**Given**: A circle with centre P, AB is the diameter.

QA || RP, where QR is tangent to the circle.

**To prove**: RB is tangent to the circle.

We will prove ∠RBP = 90°.

**Construction**: Join BQ and PQ.

**Proof**: RQ is tangent to circle and PQ is the radius at point of contact Q.

∴ PQ ⊥ RQ (radius ⊥ tangent at point of contact)

⇒ ∠PQR = 90° ...(1)

QA || RP and PQ is the transversal.

∴ ∠2 = ∠3 ...(2) (alternate interior angles)

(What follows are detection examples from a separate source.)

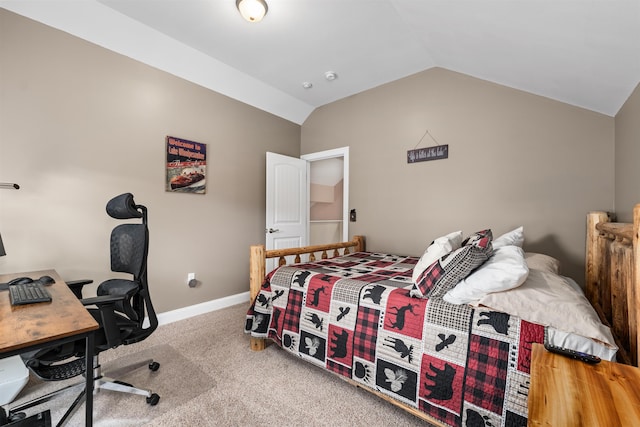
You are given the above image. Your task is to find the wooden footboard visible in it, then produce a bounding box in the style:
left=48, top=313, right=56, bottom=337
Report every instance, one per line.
left=249, top=236, right=365, bottom=351
left=585, top=204, right=640, bottom=366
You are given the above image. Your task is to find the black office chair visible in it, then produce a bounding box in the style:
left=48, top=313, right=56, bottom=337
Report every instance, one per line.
left=11, top=193, right=160, bottom=424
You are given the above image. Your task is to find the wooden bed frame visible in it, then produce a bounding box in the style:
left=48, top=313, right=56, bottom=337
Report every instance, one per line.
left=585, top=204, right=640, bottom=366
left=250, top=204, right=640, bottom=427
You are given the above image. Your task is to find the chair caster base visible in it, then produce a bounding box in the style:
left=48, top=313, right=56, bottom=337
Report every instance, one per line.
left=147, top=393, right=160, bottom=406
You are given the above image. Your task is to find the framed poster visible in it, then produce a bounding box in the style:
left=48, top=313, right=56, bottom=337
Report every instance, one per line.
left=166, top=136, right=207, bottom=194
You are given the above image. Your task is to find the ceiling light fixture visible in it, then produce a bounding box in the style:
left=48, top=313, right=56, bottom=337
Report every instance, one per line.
left=324, top=71, right=338, bottom=81
left=236, top=0, right=269, bottom=22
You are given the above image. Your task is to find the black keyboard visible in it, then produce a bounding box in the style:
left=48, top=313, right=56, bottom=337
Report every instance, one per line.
left=9, top=282, right=51, bottom=305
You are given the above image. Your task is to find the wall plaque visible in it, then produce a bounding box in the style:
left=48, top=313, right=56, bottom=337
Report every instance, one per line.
left=407, top=144, right=449, bottom=163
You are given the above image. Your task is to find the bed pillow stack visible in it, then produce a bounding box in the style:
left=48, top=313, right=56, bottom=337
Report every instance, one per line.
left=442, top=227, right=529, bottom=304
left=411, top=230, right=462, bottom=283
left=410, top=229, right=493, bottom=298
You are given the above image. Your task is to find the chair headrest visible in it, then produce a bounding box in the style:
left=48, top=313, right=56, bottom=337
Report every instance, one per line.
left=107, top=193, right=142, bottom=219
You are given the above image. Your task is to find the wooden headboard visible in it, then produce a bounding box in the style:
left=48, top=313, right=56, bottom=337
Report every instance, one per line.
left=585, top=204, right=640, bottom=366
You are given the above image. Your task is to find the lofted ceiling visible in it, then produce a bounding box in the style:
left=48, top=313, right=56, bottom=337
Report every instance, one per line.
left=0, top=0, right=640, bottom=124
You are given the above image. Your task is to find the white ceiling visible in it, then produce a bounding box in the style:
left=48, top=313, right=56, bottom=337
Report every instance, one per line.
left=0, top=0, right=640, bottom=124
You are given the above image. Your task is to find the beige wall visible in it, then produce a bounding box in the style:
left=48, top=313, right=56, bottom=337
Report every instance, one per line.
left=615, top=85, right=640, bottom=222
left=0, top=9, right=300, bottom=312
left=301, top=69, right=614, bottom=283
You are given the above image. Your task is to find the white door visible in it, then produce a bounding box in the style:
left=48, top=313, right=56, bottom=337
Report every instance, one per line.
left=265, top=153, right=309, bottom=272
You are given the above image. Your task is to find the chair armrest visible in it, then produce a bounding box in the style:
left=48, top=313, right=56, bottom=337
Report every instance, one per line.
left=65, top=279, right=93, bottom=299
left=80, top=295, right=127, bottom=348
left=80, top=295, right=127, bottom=308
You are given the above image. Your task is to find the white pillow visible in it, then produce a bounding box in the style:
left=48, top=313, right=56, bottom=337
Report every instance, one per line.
left=442, top=245, right=529, bottom=304
left=493, top=226, right=524, bottom=249
left=411, top=230, right=462, bottom=283
left=471, top=269, right=617, bottom=349
left=524, top=252, right=560, bottom=274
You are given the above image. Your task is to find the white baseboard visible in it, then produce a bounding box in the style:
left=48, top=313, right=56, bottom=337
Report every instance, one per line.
left=145, top=291, right=249, bottom=325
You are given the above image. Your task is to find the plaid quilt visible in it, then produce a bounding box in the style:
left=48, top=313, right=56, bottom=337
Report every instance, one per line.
left=245, top=252, right=545, bottom=427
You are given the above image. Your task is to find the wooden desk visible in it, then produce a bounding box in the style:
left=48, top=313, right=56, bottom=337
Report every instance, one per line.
left=528, top=344, right=640, bottom=427
left=0, top=270, right=98, bottom=426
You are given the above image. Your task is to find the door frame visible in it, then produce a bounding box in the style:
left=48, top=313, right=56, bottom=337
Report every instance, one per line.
left=300, top=147, right=349, bottom=242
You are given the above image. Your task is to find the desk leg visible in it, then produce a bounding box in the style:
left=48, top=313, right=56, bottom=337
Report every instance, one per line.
left=84, top=332, right=94, bottom=427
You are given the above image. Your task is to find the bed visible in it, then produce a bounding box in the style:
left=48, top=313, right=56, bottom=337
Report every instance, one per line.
left=245, top=205, right=640, bottom=426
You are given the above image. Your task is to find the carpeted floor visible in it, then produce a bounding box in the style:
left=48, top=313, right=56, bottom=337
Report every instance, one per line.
left=7, top=304, right=426, bottom=427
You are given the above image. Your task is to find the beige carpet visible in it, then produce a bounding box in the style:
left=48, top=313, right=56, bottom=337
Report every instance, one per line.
left=8, top=304, right=426, bottom=427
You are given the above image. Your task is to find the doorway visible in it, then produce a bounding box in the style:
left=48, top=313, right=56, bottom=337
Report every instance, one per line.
left=300, top=147, right=349, bottom=245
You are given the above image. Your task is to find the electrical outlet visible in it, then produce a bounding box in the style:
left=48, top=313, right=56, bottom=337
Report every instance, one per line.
left=187, top=273, right=198, bottom=288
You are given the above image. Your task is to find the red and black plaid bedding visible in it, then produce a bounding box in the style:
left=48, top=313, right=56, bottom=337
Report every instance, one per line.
left=245, top=252, right=545, bottom=426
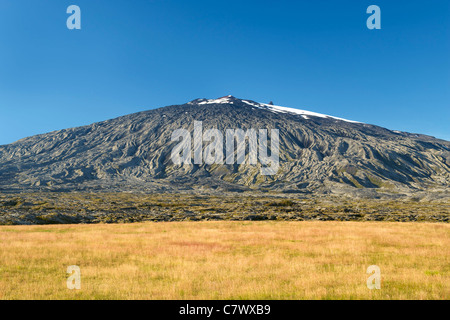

Also, PQ = PA (radii of same circle)

∴ In ∆PQA, ∠3 = ∠4 ...(3) (angles opposite to equal sides are equal)

(2) and (3) ⇒ ∠2 = ∠3 = ∠4

∠BPQ and ∠BAQ are the angles made by same arc BQ at the centre P and on the remaining part of the circle respectively.

∴ ∠BPQ = 2 ∠BAQ

i.e., ∠1 + ∠2 = 2∠4

⇒ ∠1 + ∠2 = ∠4 + ∠4

⇒ ∠1 = ∠4 (as ∠2 = ∠4)

So, we have ∠1 = ∠2 = ∠3 = ∠4

⇒ ∠1 = ∠2

Consider ∆BPR and ∆RPQ,

BP = PQ (radii of same circle)

∠1 = ∠2 (proved above)

RP = RP (common)

∴ ∆BPR ≅ ∆QPR (By SAS congruency)

⇒ ∠PBR = ∠PQR (c.p.c.t)

⇒ ∠PBR = 90° (using (1))

i.e., PB ⊥ BR

Thus, RB is tangent to circle at a point B.